So, I don't do the whole 30 days of being Thankful on Facebook.
So, as I sit here baking a cake with cranberries boiling. I'm thankful for a lot of things. I don't always express what I'm thankful for, because I know I am.
So as I sit and watch imagery of disgruntled Americans burning the flag and the symbolism that it represents, I wonder why are these people so unhappy with our nation. I can see problems in an inherently flawed system; but any political system is inherently flawed. Any institution run by man is inherently flawed. A war on drugs, a war on individuals, a war on the addicted, a war on the mentally ill for their addictions. No wonder there is discontent.

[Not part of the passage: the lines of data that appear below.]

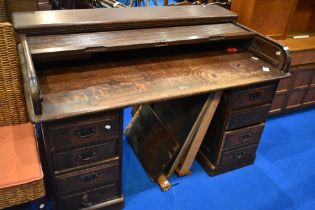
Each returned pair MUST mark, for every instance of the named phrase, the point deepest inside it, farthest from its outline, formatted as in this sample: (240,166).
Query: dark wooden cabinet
(185,63)
(297,91)
(292,22)
(84,160)
(233,135)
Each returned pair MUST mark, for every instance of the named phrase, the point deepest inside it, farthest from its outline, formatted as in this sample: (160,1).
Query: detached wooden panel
(153,144)
(158,131)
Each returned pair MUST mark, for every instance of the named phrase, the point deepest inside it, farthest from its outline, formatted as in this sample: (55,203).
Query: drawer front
(89,198)
(246,117)
(88,179)
(237,156)
(82,134)
(250,97)
(85,156)
(243,136)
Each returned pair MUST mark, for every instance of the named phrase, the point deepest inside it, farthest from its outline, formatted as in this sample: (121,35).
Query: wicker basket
(22,193)
(12,103)
(3,14)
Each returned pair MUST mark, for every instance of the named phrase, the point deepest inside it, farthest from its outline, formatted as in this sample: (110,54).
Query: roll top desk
(195,73)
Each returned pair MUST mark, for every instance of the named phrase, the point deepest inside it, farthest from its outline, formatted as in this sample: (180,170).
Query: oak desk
(82,67)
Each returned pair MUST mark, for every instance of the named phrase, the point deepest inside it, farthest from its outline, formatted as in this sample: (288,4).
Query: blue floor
(283,176)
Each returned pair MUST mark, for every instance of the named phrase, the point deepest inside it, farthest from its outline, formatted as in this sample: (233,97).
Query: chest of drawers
(83,161)
(233,135)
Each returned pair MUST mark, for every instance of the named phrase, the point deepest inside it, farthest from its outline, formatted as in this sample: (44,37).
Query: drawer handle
(86,132)
(239,155)
(107,127)
(88,178)
(87,156)
(245,137)
(85,201)
(254,96)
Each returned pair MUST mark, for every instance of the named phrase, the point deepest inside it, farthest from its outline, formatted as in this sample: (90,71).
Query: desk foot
(165,185)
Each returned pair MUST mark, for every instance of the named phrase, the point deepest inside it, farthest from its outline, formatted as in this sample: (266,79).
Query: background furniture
(21,178)
(19,6)
(286,20)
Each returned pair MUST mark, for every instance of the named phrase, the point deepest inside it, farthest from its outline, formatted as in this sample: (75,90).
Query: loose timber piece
(204,122)
(164,183)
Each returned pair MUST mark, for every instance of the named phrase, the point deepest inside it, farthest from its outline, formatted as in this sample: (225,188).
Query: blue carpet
(283,176)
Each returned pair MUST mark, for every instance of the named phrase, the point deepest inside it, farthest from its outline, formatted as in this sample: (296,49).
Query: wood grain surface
(115,80)
(67,21)
(132,39)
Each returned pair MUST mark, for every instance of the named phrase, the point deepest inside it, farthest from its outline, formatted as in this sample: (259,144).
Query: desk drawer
(88,179)
(252,97)
(90,198)
(237,156)
(85,156)
(243,136)
(246,117)
(70,136)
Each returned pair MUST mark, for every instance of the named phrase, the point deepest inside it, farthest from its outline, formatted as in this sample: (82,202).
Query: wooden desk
(82,67)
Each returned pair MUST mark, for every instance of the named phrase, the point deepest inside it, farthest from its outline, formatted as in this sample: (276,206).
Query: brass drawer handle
(89,177)
(86,132)
(85,201)
(245,137)
(239,155)
(254,96)
(107,127)
(87,156)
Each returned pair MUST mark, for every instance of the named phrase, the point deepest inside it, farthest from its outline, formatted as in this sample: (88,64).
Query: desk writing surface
(115,80)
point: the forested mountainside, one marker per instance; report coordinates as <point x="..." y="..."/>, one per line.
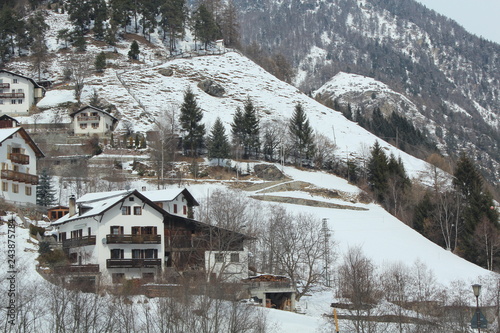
<point x="451" y="75"/>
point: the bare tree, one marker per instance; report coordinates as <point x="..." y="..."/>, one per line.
<point x="296" y="248"/>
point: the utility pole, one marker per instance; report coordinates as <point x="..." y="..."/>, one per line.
<point x="326" y="243"/>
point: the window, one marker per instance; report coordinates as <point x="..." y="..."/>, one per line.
<point x="145" y="254"/>
<point x="77" y="233"/>
<point x="116" y="230"/>
<point x="116" y="254"/>
<point x="148" y="277"/>
<point x="117" y="277"/>
<point x="219" y="257"/>
<point x="126" y="210"/>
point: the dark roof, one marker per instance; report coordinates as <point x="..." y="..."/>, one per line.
<point x="25" y="77"/>
<point x="94" y="108"/>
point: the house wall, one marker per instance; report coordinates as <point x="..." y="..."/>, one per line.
<point x="178" y="206"/>
<point x="227" y="270"/>
<point x="83" y="125"/>
<point x="101" y="252"/>
<point x="20" y="105"/>
<point x="26" y="193"/>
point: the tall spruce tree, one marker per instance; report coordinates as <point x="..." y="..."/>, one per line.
<point x="477" y="203"/>
<point x="218" y="145"/>
<point x="378" y="171"/>
<point x="302" y="135"/>
<point x="251" y="141"/>
<point x="45" y="193"/>
<point x="190" y="122"/>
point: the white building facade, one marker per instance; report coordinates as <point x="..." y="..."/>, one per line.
<point x="19" y="156"/>
<point x="90" y="120"/>
<point x="18" y="93"/>
<point x="122" y="235"/>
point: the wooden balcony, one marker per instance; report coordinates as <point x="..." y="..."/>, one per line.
<point x="77" y="269"/>
<point x="19" y="158"/>
<point x="19" y="177"/>
<point x="133" y="239"/>
<point x="12" y="95"/>
<point x="88" y="118"/>
<point x="77" y="242"/>
<point x="133" y="263"/>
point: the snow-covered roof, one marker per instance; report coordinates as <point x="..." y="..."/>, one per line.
<point x="6" y="133"/>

I had a dream this morning, that I was in prison. It was unusual, I've never had dreams like that. But, I imagine going to prison is an incredibly humiliating and humbling experience to know you aren't any better than an animal to be caged in the eyes of the state you live in. So, I woke up with the thought that these mass protests are not necessarily to do with one case, but there is an element of distrust of a society which says it is the land of the free - yet incarcerates per capita more individuals than most nations in the world. In a state that allows warrantless visits by a system that systematically removes children from the homes of poor parents. A state where illicit drug use can cause longer incarcerations for non-violent offenders than individuals who assault women and children. There is a problem. The problem is not going to be solved by rioting, but emotion always trumps reason in emotional situations.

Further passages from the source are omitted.